Summary

Predicting a diagnosis of acute coronary syndrome during telephone evaluation by an emergency dispatcher: the SCARE predictive scale

Guerineau A, Rozelle C, Sevestre E, Narcisse S, Laribi S, Giovannetti O

Affiliation of the authors

Department of Emergency Medicine, CHR Orléans, Orléans, France. Tours University, School of Medicine, and Tours University Hospital, Emergency Medicine Department, Tours, France.

DOI

Quote

Guerineau A, Rozelle C, Sevestre E, Narcisse S, Laribi S, Giovannetti O. Predicting a diagnosis of acute coronary syndrome during telephone evaluation by an emergency dispatcher: the SCARE predictive scale. Emergencias. 2020;32:19-25

Summary

Background and objective.

Correctly identifying patients with acute coronary syndrome (ACS) on first contact is essential, yet emergency dispatchers currently lack a risk scale that can help predict an ACS diagnosis. Our main aim was to develop and validate such a risk scale.

Methods.

Prospective, observational single-center study in 2016 (January 1 to December 31). We included patients who called our emergency dispatch center to report nontraumatic chest pain. Included patients were randomly assigned to a development or a validation sample. The predictive SCARE scale was built with logistic regression analysis. Discrimination and calibration were analyzed by calculating the area under the receiver operating characteristic curve; calibration was assessed with the Hosmer-Lemeshow test.

Results.

The development sample included 902 patients.
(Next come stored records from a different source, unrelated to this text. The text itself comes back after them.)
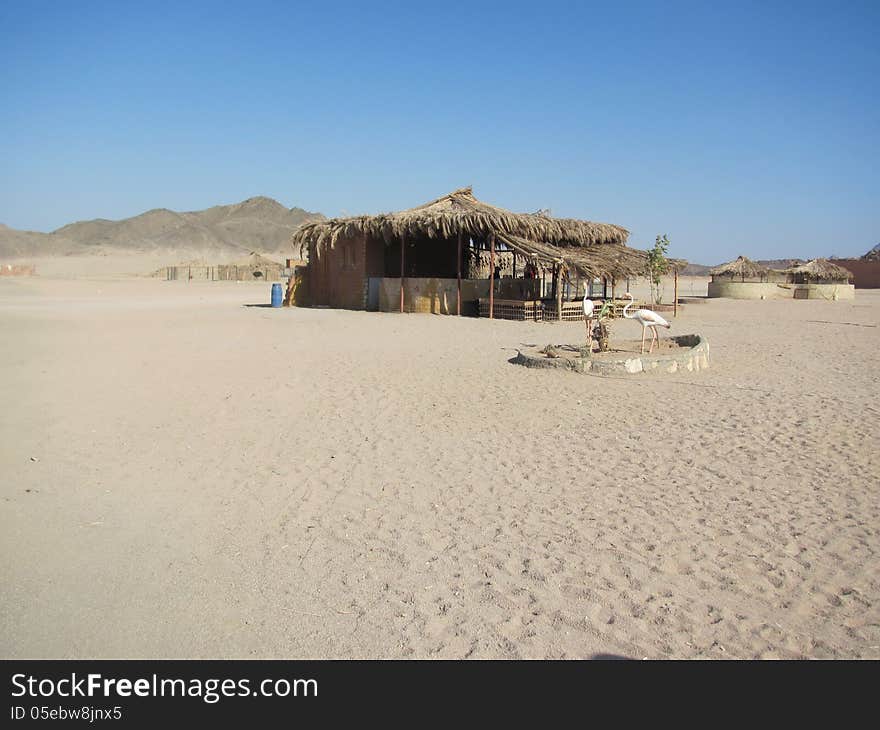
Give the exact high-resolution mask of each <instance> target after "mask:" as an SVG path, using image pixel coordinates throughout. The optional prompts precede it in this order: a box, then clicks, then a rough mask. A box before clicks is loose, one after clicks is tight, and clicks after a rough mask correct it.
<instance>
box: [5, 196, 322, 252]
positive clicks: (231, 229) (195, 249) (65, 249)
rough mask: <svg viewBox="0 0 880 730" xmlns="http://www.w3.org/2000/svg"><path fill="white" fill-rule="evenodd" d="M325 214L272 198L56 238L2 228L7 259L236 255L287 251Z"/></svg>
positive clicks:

The regression model identified 7 variables associated with a final diagnosis of ACS: male sex, age, smoking, typical pain characteristics, first episode of chest pain, diaphoresis, and physician intuition (the teledispatcher’s suspicion). When we applied the scale in the validation sample of 465 patients the area under the curve was 0.81 (95% CI, 0.76–0.87). The Hosmer-Lemeshow statistic was 5.18 (P=.74).

Conclusions.

The SCARE scale had good discrimination and calibration properties. The scale should be further validated in an external sample from a multicenter study before it is implemented by emergency dispatch centers.